A norma padroniza e torna mais rigorosos os critérios para a emissão da ASV, documento necessário para o desmate legal. Os processos, antes baseados em documentos textuais, passam a ser totalmente digitais, georreferenciados e auditáveis, vinculando a abertura de novas áreas à regularidade absoluta do imóvel rural.


Agora, o Cadastro Ambiental Rural (CAR) deve estar completamente regularizado para que qualquer pedido de desmate seja avaliado.

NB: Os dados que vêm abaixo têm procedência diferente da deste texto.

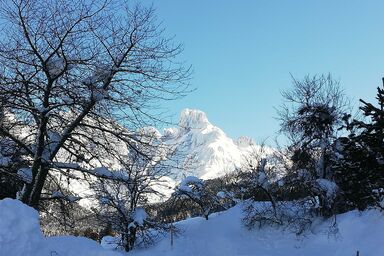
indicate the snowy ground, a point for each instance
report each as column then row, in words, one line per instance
column 20, row 235
column 223, row 234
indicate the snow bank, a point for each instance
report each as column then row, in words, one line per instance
column 20, row 235
column 224, row 235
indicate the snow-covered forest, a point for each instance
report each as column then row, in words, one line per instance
column 85, row 168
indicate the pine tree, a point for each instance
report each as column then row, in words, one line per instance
column 359, row 169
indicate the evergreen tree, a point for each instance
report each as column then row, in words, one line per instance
column 359, row 167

O imóvel precisa ter o cadastro ativo, sem pendências ou notificações não respondidas, e a localização da Reserva Legal e das Áreas de Preservação Permanente deve estar validada pelo órgão estadual competente.


A análise do CAR deve respeitar legislações específicas de cada bioma, como as normas restritivas para o Pantanal. O órgão ambiental tem até 90 dias para concluir a avaliação do pedido. A era dos pedidos genéricos baseados apenas em memoriais descritivos textuais foi encerrada.

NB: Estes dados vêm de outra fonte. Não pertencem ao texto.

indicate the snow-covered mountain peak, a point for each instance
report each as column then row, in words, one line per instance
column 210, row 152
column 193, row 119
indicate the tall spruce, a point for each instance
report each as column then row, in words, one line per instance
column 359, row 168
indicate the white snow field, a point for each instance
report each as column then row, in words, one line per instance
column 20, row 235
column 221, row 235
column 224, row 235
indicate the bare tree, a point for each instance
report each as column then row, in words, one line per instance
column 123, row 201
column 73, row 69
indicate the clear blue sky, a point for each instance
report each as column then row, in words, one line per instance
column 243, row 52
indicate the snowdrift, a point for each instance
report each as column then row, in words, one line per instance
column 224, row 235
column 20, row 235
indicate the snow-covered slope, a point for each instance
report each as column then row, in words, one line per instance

Os produtores devem apresentar polígonos georreferenciados exatos, em formato shapefile, da área a ser aberta, além de um inventário florestal e cálculo do volume de madeira. Todas as autorizações são centralizadas no Sistema Nacional de Controle da Origem dos Produtos Florestais (Sinaflor), permitindo que qualquer cidadão acesse o Mapa do polígono autorizado pela internet.

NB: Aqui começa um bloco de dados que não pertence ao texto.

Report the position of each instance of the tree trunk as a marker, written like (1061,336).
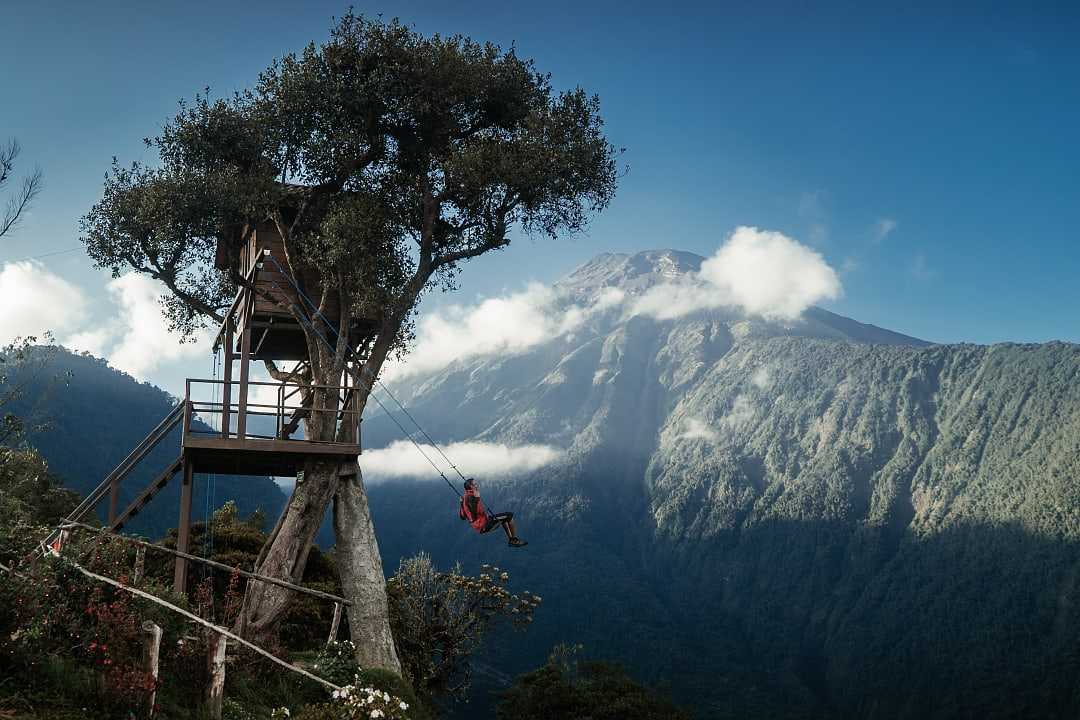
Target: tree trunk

As licenças ambientais passam a ter validade estrita de 12 meses, prorrogáveis uma única vez pelo mesmo período. Para casos que exigem Estudo de Impacto Ambiental (EIA) e Relatório de Impacto Ambiental (RIMA), o prazo para o desmate está vinculado ao cronograma de implantação da licença do empreendimento.


A resolução também define regras para áreas que ficaram paradas e acumularam vegetação secundária. Se a interrupção do uso do solo foi de até cinco anos, a limpeza pode dispensar nova autorização, desde que comprovado o uso consolidado anterior. Autorizações não podem ser emitidas para imóveis com CAR suspenso, cancelado ou com inconsistências graves no Instituto Nacional de Colonização e Reforma Agrária (Incra).


Prefeituras só podem emitir licenças de supressão se comprovarem possuir corpo técnico habilitado e estrutura administrativa para fiscalizar o processo. Para evitar problemas, é recomendada a revisão antecipada do sistema do CAR e a contratação de equipe técnica qualificada para garantir a validade da licença.